1 - Si l'homme est bien un être fini, physiquement et psychiquement, dont la finitude et le souci d'y remédier font de lui un homo economicus et socius qui s'ouvre au monde sur les modes de la production technico-économique et de la participation socio-culturelle, il est aussi et surtout caractérisé par une « disposition à la personnalité », à la subjectivité infiniment éclairée et libre, selon une volonté de connaissance et d'émancipation. Les logiques du besoin d'efficience et du désir de reconnaissance ne sauraient satisfaire cette aspiration à l'infinitude puisqu'elles enferment l'homme dans la répétition de la nécessité naturelle (selon le déterminisme de la reproduction de la vie bio-économique) et la répétition de la nécessité culturelle (selon le fatalisme de la reproduction de la vie socio-historique). À quel monde s'ouvre alors cet homo theorethicus, c'est-à-dire aspirant à la fois à la vérité (théorique) et à la liberté (éthique et politique) ?
2 - Le monde qui apparaît à cet homme est celui des institutions juridico-politiques et des normes éthiques, et non plus seulement celui des choses et objets produits ni celui des us et coutumes, croyances et valeurs transmis, c'est-à-dire non plus la nature mais la culture, et non pas la culture au sens ethno-sociologique (le sens commun historique) mais la culture au sens éthico-politique de la loi à instituer, appliquer et faire respecter. Surgissent alors un espace-temps public (juridico-politique) et un espace-temps privé (intellectuel et moral) qui sont relatifs à l'humanité de l'homme comme citoyen et personne, et non plus comme producteur-consommateur anonyme (dilué dans le « on »), rivé au fait accompli de la production et de la loi du marché, ni comme animateur socio-culturel identitairement marqué par le « nous » et rivé, lui, au sens établi ou à la foi de la communauté : il s'agit d'un homme ouvert à l'exigence double d'une vie bonne dans des institutions justes. À quel type d'engagement une telle conception de l'homme et du monde ouvre-t-elle ?
3 - Une telle conception éveille l'homme à sa capacité et son obligation de s'engager de façon éthique et politique, engagement qui seul mérite le nom d'action puisqu'il ne s'agit plus seulement ni même essentiellement de produire toujours plus d'objets (de plus en plus rapidement consommés c'est-à-dire détruits, en une fuite en avant mortifère, meurtrière et suicidaire, en référence à un « mauvais infini ») ni de retrouver ou même redonner du sens pour le remémorer ou le commémorer selon une conception antiquaire ou patrimoniale de la culture, pour le moins passéiste et pour le plus identitariste et donc conflictualiste.
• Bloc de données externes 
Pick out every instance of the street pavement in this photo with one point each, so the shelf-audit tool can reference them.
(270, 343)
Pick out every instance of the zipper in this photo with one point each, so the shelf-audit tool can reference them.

Il s'agit dès lors de s'engager pour transformer le monde, autrui et soi-même, pour changer l'existence en référence aux essences, aux Idées normatives du Vrai, du Bien et du Beau, selon le double projet de la sagesse personnelle et de la justice collective, en soumettant à la critique la prétention du fait accompli de la production et du sens établi de la tradition à faire la loi. Une telle action (qui n'est pas en elle-même production ni participation) présuppose une réflexion, un examen et un jugement qui ne sont de l'ordre ni de l'explication (ou du calcul) ni de la compréhension (ou de l'interprétation) mais d'un travail infini de soi sur soi voire contre soi d'un sujet qui pense pouvoir et devoir progressivement changer quelque chose à quelque chose (sinon tout changer à tout et tout de suite). Une telle action et la réflexion qui la rend possible nécessitent donc un cogito, une (re)prise de conscience de soi et de confiance en soi, d'un soi personnel (l'homme et le citoyen) soucieux de son autonomie, mais aussi d'un soi collectif (le peuple) soucieux de sa souveraineté en référence à l'Idée républicaine. En effet, cette Idée appelle les hommes à s'arracher au déterminisme de la logique analytique qui fait de l'histoire un « processus sans sujet » (de type cybernétique) et au fatalisme de la logique herméneutique dont se réclament des « sujets sans histoire » (comme les fameuses « identités culturelles »), puisque ces deux types de logique et les engagements qui les redoublent prétendent river les hommes à « la seule politique et éthique possible » d'une finitude réputée être indépassable. Un tel engagement présuppose, enfin, une instruction et une éducation, notamment par le biais d'une institution comme l'école, par excellence, qui ne soit pas elle-même soumise aux logiques des engagements analytique et herméneutique qui visent à en faire, aujourd'hui plus que jamais, une « entreprise » ou un « lieu de vie », mais qui soit ordonnée à la raison critique et autocritique qui éveille chacun et tous à leur destination d'hommes et de citoyens éclairés du passé et responsables du présent et de l'avenir du monde.